Sarah Harris, BBS Organiser at BTO, said “We’ve been overwhelmed by the support of BBS volunteers across the UK in 2021. Following the challenges faced, both personal and with government restrictions due to the COVID19 pandemic, it was fantastic to see the survey coverage bounce-back in 2021, allowing UK population trends to be calculated once again. Thank you to everyone involved in the survey. The data BBS volunteers collect really does make a difference for bird conservation prioritisation, and in influencing and monitoring policy decisions.”
Paul Woodcock, JNCC, said, “Data sources such as the Breeding Bird Survey are really key for identifying changes in nature and understanding the effects of different management interventions. This highlights the impact that land use decisions can have on nature conservation efforts. These sorts of insights really demonstrate the value of the large-scale, long-term datasets created through surveys such as the BBS and the huge importance of volunteers involved in them. Thank you to everyone who contributes.”

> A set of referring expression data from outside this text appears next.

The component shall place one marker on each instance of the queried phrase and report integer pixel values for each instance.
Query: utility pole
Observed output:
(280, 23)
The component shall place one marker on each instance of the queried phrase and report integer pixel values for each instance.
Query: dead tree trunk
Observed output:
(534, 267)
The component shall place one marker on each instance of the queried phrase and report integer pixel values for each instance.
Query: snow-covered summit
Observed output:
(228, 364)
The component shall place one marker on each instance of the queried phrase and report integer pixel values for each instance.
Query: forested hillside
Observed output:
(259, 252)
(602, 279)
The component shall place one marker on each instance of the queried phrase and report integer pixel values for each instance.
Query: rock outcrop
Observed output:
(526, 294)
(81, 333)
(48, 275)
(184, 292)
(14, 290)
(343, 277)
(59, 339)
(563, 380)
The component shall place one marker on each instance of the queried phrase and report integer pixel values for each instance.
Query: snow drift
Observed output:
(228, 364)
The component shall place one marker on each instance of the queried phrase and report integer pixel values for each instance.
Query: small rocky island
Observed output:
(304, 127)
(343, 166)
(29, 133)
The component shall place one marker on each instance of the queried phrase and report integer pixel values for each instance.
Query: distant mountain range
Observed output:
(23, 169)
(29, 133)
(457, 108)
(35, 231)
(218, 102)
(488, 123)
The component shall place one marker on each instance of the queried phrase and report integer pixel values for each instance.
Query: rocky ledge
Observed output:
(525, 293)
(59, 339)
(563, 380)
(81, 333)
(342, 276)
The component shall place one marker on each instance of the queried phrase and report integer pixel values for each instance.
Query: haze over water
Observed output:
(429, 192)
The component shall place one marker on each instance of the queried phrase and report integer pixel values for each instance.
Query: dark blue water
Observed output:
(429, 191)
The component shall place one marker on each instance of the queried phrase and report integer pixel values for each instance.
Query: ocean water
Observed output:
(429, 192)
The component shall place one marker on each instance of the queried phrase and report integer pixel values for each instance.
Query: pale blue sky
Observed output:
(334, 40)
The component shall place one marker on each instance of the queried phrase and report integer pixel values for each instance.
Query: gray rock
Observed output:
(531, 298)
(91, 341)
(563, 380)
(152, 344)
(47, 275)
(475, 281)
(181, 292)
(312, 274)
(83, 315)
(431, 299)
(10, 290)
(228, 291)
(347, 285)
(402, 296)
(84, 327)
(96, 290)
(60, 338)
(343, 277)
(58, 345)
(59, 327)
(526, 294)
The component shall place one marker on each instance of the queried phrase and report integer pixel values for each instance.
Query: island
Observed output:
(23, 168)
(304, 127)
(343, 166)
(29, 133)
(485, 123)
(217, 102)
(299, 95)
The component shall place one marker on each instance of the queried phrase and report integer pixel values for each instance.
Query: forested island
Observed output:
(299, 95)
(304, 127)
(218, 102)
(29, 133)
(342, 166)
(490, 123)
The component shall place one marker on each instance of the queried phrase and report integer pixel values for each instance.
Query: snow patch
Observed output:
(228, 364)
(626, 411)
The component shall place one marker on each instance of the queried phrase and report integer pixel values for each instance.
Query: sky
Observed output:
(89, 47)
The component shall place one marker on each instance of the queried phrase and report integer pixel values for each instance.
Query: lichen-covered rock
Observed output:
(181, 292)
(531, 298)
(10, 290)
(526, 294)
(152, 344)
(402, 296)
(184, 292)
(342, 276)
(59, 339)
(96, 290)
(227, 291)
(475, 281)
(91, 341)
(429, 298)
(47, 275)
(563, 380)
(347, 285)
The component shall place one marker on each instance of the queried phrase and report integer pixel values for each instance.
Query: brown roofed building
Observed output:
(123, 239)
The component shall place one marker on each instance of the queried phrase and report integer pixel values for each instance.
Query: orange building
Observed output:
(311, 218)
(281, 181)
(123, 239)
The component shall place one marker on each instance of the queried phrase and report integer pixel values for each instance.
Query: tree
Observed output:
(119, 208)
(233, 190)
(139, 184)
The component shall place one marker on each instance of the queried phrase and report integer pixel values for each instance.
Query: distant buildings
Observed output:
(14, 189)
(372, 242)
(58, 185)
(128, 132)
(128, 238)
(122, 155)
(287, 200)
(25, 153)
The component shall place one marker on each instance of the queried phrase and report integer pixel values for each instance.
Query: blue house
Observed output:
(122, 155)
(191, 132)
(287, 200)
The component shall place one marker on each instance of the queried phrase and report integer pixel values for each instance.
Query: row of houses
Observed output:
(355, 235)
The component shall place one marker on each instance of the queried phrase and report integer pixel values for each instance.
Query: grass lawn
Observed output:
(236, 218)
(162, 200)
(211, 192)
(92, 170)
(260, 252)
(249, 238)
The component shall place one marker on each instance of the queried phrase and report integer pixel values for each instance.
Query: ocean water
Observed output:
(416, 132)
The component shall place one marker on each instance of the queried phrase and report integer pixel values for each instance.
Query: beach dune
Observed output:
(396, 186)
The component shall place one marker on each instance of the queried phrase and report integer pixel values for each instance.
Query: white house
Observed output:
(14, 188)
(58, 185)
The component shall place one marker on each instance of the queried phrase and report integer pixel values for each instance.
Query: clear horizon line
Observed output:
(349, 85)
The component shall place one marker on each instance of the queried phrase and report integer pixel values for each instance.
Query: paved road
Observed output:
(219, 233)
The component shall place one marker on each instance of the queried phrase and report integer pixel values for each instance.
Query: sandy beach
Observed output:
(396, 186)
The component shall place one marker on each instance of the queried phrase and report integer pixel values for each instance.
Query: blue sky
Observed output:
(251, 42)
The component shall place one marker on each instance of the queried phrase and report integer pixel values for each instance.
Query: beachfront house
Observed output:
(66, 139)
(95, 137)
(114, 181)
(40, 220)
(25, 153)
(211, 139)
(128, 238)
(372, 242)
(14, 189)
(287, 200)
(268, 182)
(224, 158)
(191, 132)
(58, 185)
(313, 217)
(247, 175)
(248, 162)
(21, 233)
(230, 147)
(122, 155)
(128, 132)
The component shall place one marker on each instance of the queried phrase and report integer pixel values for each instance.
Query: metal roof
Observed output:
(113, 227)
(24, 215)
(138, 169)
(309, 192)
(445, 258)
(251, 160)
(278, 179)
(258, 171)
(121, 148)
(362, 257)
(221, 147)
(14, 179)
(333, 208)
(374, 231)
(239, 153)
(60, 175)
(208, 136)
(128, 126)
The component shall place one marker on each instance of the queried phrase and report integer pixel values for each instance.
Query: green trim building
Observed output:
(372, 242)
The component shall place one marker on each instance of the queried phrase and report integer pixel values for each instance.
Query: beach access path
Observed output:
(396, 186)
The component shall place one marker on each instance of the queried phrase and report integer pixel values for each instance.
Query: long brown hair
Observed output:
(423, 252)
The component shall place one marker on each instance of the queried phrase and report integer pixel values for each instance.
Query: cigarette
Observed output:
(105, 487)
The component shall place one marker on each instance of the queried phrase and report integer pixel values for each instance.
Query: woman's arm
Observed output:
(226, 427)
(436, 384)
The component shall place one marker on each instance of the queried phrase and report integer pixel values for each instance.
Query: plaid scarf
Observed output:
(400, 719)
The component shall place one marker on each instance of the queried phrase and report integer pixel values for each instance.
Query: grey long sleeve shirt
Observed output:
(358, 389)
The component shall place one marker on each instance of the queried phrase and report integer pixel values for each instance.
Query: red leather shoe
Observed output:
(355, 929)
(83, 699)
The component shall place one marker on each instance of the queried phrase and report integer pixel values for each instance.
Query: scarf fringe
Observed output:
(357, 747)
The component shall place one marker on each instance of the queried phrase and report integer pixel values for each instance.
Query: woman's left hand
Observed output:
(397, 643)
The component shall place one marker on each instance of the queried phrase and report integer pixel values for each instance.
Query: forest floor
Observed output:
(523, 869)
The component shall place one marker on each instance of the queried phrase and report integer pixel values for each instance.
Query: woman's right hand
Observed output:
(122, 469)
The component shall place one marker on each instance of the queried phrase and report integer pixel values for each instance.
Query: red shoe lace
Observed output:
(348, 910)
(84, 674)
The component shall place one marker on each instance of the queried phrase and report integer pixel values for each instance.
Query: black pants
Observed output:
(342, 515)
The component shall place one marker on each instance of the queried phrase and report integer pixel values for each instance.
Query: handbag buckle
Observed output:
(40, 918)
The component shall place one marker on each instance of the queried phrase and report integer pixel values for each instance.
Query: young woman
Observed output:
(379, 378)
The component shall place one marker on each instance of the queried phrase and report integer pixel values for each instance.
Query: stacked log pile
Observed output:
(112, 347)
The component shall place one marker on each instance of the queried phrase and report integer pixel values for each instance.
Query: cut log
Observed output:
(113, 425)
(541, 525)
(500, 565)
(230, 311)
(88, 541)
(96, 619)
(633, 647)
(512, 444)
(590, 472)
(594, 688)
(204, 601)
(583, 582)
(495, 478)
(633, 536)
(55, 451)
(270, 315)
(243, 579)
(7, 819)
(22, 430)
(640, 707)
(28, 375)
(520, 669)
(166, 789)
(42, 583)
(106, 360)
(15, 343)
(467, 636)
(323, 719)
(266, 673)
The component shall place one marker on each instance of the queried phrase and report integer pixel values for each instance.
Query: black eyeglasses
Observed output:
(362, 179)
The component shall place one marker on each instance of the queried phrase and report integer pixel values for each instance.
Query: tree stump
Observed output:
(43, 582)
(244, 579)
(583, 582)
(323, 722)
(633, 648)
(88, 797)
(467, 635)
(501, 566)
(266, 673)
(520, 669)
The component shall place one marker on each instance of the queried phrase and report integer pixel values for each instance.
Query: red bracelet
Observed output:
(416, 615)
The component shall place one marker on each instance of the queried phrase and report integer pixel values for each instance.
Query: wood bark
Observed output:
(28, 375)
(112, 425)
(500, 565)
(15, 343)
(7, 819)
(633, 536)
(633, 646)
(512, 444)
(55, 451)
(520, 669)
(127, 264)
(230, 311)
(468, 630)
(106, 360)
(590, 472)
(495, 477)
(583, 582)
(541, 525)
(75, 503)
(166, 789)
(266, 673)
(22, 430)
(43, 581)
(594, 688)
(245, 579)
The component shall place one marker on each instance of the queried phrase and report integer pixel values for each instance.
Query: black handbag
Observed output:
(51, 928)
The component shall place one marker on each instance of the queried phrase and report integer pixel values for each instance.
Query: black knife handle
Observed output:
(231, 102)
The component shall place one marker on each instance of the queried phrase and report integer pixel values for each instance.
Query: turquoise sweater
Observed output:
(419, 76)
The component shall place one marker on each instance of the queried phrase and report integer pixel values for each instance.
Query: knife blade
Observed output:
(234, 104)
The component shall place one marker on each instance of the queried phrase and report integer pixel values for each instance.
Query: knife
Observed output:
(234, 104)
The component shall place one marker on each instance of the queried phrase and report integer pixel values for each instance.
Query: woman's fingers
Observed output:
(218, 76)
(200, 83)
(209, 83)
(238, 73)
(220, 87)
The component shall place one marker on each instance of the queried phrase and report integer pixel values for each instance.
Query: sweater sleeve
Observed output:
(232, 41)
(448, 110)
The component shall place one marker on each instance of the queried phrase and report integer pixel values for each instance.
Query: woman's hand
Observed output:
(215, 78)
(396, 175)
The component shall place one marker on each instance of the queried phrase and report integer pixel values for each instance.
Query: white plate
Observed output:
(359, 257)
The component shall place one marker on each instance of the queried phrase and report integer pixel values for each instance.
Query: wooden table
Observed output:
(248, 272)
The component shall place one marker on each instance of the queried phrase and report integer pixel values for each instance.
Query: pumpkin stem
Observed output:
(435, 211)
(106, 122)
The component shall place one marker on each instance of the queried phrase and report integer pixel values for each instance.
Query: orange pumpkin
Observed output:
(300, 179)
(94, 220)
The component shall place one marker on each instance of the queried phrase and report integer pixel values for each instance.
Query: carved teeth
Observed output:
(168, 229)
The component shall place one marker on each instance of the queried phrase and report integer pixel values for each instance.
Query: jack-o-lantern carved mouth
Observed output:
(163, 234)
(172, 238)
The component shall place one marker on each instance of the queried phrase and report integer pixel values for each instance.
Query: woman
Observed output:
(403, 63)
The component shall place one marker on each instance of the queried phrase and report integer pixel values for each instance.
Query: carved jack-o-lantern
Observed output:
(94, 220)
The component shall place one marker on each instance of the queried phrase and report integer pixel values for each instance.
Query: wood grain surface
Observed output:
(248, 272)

Simon Wotton, RSPB Senior Conservation Scientist, said “Whilst the results here are sobering, the Breeding Bird Survey highlights the need for good data in the role of conservation. The results of this survey, along with many other fantastic surveys, feed into national assessments such as Birds of Conservation Concern. This allows nature organisations and governmental bodies to identify which species should urgently be prioritised for action.”